Noor, a young mom, gave birth on the run. A month later, her malnourished body cannot produce milk to feed her baby. Every day Abu, her baby, grows weaker. She tries to crush rice and mix it with water, but it’s not enough. Her other five children run around and drink from contaminated ponds. If Noor isn’t eating, her children aren’t either.
Banu and her two children sleep in the town’s chicken coop, cramped between 30 other refugees. With no money to buy shelter materials, they have no other option. Banu’s one year-old is sick, but she cannot buy the medicine he needs.
Conditions in the Rohingya refugee camps are dismal, with hundreds of thousands in need of help. Families are without the necessities to live, with thousands more flooding in each day.
We are doing what we can for the Rohingya, but without increasing help from the international community, this is now the largest refugee crisis in the world.
World Concern is responding, but needs support in order to reach the Rohingya refugees in greatest need.
What is the Rohingya Refugee Crisis?
An ethnic group of about 1 million, the Rohingya people have lived in the Rakhine state of Myanmar for centuries.
Over the past few decades, the Rohingya began to suffer increasing persecution and violence. Without the ability to own land and seen as “illegal,” the Rohingya have little to no rights in Myanmar. At the end of August the violence escalated after a police and army base were attacked. Violence ensued, and families fled their homes in search of safety.
This mass exodus creates an enormous problem, as Bangladesh does not have enough support or resources to help this many people.
What’s Happening in the Rohingya Refugee Camps?
Lala is very thin, and very pregnant.

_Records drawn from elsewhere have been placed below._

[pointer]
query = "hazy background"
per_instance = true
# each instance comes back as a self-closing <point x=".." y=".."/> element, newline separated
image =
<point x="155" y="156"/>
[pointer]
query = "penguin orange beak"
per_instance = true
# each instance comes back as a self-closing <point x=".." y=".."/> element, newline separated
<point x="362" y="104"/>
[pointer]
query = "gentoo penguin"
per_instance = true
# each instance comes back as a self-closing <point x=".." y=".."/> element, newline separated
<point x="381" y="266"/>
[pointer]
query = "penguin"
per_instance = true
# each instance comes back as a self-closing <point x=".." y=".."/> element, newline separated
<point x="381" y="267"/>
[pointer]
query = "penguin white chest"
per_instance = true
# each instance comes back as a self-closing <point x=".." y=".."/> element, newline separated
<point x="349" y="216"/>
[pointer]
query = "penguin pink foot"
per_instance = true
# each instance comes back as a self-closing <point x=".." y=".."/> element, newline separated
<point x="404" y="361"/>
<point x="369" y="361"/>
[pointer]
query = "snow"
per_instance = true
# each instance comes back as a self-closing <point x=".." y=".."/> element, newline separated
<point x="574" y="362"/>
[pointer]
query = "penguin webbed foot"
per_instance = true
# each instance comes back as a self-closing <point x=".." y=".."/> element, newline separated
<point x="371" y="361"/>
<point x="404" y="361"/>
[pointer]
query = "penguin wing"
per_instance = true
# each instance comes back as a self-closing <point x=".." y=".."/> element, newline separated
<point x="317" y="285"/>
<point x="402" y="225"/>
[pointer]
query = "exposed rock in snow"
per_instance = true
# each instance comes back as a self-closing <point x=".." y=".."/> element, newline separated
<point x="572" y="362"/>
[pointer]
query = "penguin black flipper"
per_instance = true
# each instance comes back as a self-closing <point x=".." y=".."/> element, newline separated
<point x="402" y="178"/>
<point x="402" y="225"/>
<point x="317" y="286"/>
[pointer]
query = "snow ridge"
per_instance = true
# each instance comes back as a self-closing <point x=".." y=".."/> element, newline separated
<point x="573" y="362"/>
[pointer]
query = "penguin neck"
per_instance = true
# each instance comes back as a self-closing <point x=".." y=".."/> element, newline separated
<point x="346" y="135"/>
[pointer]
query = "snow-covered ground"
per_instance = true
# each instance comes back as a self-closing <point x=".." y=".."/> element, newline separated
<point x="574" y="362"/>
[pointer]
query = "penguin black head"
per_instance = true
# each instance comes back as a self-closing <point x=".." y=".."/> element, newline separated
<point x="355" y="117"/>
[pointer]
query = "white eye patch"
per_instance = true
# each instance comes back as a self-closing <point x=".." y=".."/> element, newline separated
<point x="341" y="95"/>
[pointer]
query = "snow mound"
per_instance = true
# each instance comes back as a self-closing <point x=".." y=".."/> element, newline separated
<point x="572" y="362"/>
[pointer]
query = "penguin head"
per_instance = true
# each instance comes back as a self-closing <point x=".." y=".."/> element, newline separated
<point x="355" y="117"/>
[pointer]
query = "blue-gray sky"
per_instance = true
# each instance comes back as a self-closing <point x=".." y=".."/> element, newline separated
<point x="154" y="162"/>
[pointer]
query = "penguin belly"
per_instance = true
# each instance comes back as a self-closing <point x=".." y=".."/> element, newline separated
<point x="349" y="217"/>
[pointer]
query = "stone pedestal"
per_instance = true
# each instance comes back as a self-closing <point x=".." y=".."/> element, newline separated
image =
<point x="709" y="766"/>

Standing under three sticks of bamboo held together with twine, a team member asked, “When was the last time you had something to eat?” She responded, “Someone gave me a biscuit 24 hours ago.”
Forced to flee with barely their lives, families have nothing. No food, clothes, shelter, or the ability to take care of themselves.

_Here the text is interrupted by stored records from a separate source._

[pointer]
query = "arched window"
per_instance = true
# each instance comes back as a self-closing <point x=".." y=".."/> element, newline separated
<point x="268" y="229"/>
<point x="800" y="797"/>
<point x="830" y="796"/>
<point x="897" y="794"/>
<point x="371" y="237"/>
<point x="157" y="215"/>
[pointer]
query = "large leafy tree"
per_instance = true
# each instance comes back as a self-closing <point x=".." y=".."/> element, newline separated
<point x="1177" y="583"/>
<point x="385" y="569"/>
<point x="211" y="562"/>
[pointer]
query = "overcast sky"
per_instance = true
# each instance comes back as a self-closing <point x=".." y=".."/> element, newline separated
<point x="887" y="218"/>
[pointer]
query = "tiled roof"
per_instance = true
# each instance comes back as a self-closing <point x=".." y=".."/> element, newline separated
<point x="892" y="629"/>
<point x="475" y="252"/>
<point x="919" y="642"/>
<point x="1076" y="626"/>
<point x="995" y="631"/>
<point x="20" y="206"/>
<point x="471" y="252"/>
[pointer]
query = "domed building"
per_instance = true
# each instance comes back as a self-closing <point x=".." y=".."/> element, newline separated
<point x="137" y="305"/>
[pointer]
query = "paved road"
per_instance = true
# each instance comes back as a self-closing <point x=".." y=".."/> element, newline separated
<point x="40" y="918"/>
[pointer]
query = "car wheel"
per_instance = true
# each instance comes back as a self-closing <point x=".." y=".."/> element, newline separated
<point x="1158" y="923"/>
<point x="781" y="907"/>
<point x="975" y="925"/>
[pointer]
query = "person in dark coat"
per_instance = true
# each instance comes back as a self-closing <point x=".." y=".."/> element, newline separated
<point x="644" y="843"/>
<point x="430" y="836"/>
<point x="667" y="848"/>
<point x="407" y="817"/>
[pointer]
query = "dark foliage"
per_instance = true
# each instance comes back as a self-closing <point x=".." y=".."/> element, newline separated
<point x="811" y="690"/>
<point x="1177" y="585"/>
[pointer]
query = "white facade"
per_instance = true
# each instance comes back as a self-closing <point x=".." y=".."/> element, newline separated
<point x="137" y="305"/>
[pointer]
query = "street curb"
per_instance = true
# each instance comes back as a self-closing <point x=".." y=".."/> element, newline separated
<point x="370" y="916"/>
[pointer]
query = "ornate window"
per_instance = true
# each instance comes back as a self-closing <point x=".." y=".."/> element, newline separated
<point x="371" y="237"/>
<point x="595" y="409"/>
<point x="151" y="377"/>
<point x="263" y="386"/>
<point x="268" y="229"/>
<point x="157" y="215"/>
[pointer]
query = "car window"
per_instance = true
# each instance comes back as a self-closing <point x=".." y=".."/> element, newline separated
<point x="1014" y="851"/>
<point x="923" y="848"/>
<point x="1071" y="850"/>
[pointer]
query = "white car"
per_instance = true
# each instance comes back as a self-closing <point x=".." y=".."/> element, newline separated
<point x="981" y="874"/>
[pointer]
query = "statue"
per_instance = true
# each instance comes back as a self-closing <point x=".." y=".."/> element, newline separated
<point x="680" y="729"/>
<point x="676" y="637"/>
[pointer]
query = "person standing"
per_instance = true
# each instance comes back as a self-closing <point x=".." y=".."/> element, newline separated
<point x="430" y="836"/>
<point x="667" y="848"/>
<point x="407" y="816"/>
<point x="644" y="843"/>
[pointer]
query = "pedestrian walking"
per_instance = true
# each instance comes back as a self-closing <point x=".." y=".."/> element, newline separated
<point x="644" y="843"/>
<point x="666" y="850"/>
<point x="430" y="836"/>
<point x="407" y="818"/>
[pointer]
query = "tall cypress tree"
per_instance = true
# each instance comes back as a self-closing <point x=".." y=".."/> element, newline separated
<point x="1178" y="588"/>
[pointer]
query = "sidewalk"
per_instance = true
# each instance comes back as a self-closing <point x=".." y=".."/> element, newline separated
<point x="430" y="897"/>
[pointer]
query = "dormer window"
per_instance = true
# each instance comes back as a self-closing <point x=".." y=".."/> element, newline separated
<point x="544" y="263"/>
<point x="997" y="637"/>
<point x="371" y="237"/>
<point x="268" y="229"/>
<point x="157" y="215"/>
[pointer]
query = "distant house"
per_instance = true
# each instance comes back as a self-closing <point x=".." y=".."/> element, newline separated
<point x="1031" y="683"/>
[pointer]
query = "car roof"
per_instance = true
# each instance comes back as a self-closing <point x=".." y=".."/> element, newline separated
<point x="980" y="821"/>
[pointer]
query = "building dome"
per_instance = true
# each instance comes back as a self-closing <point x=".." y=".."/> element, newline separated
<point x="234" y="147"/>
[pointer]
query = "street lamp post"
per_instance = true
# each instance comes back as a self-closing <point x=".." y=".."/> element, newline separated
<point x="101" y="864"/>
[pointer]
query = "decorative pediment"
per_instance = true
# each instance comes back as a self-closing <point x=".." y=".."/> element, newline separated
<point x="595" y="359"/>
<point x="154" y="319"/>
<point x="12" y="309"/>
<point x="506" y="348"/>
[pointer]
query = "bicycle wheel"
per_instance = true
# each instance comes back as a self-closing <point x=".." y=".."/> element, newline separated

Temporary hospitals overflow with refugees suffering diarrhea, skin diseases, and gruesome wounds suffered during their escape. Latrines are rare, adding to the already high risk of spreading deadly diseases. Families drink, wash, and bathe in ravines flowing with polluted water. Reports of trauma and shock are common, most all refugees having lost a family member or friend to violence.
“Three weeks ago, I had a husband and four children. Today, I have two children . . . my husband was decapitated. My house was burnt to the ground. While fleeing, I lost two of my children. I say I lost them because suddenly they were nowhere to be seen. I do not know if they are dead or alive.” – Selima, age 27.
It’s difficult to reach families that live deep within the camps to provide emergency services and healthcare. With the sudden rush of refugees, official camps were not enough to house everyone, so makeshift camps sprung up along the border. The lack of planning, overcrowding, and poor hygiene make for a despairing situation for families in the camps.
Currently, the greatest needs in the camps on the Bangladesh – Myanmar border are:
- Clean water and food
- Permanent shelters
- Safety for women
What is World Concern Doing in Bangladesh?
The World Concern team and our partners are providing hygiene kits and shelter materials to newly displaced families. As we’re able, we’ll reach more families and meet additional critical needs.
It is our mission to go to the hardest places, to serve the most marginalized populations, and to reach those who have yet to be reached. Rohingya refugee mothers and children are waiting, their hope and strength fading, for someone to come to their rescue.